Pleasant surprises began to accumulate for BP once construction began. The firm says that creative solutions by its engineers enabled it to cut 25% off the planned construction cost. Production has been relatively smooth from the start. Henley says the facility produced at 95% of capacity in 1999, the first full year of operation. The first year of operation was also profitable, enabling the partners to share a dividend.
However, the venture suffers from a frustrating logistical handicap: The railroad track from which Yaraco can ship its products to various parts of China sits about 50 miles away from the plant site. This is the one criteria that wasn't met on BP's list.
The only solution found was to use an existing pier on the river from which barges are loaded with the product and pulled to the railway network where the acetic acid is then loaded onto railcars. But the vast program of infrastructure improvement that Chongqing is experiencing eventually will bring the railway track to within a short distance of the Yaraco site.
New infrastructure has also improved the lives of the three British chemical engineers who work at the Yaraco site. Pete Smith, for example, volunteered three years ago and left England for the Yaraco project, which he has found to be a fascinating experience. "I wouldn't have missed this for anything," he says. But at the plant site, he says, one is limited to walking or reading books for entertainment. "We get satellite TV, but without the sound," Smith says. A new highway has cut commuting time to the center of Chongqing from three hours to one hour though. The commute was occasionally taking up to 10 hours because of accidents blocking the flow of traffic.

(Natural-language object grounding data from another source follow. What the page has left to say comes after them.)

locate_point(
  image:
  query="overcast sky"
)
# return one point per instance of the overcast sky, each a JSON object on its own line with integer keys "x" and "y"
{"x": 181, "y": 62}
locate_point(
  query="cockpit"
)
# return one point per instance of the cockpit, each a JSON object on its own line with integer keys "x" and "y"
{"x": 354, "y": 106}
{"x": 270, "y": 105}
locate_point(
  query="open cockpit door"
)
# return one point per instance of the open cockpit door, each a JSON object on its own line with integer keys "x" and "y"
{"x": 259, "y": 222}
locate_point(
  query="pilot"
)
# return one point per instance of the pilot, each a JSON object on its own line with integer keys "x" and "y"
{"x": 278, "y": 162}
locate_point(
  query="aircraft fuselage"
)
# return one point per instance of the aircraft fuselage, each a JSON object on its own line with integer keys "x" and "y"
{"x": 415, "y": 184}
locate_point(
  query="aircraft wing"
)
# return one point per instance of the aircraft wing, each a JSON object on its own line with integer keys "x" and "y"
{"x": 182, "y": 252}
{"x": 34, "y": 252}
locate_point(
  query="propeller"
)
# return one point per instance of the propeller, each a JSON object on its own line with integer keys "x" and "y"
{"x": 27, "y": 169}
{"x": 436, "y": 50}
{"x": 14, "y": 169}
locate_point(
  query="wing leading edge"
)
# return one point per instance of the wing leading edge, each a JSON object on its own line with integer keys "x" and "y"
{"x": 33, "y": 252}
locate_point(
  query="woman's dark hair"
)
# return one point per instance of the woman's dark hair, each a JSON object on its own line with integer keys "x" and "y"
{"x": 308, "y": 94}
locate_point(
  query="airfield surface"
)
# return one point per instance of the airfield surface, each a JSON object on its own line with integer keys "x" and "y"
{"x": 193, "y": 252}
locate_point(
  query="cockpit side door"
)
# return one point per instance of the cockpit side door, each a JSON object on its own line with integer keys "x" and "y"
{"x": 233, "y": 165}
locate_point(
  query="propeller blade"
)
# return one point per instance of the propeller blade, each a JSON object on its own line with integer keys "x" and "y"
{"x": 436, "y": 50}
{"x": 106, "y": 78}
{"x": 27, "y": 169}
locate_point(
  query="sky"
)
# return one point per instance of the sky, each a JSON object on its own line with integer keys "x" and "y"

BP is planning to double acetic acid capacity in Chongqing by early 2003. Using BP's proprietary Cativa catalyst, Yaraco will be able to achieve this increase in capacity simply by making a few plant modifications and adding a carbon monoxide plant to its complex. BP also is going ahead with a plan to start up early in 2002 an ethyl acetate and butyl acetate plant with an annual capacity of 80,000 metric tons that will create on-site demand for the acetic acid.
Henley is delighted with the success of the Yaraco venture. Pointing out that BP had not been exporting acetic acid into China, he says, "In 12 months, we went from nothing to market leaders in China. We have a 25% share of the open market." About 40% of shipments go to Shanghai and to Guangdong Province.
BP could face competition from Celanese in the future. Celanese is planning to expand annual capacity of Wujing, a Shanghai company, by 150,000 metric tons.
Tales of success such as that of Yaraco in Chongqing are still rare--so far. Chongqing remains an unenchanting backwater choking in industrial emissions. The cleanliness and relative sophistication of Shanghai appear a world away. There are only seven flights a week between Chongqing and Hong Kong, despite Hong Kong being the source of most of Chongqing's inbound foreign investment.
But it has only been two years since Beijing took direct control of the administration of Chongqing. And seeing the track record of Beijing in working with cities on the coast, one would be ill-advised to bet that Chongqing's economic development will be a failure.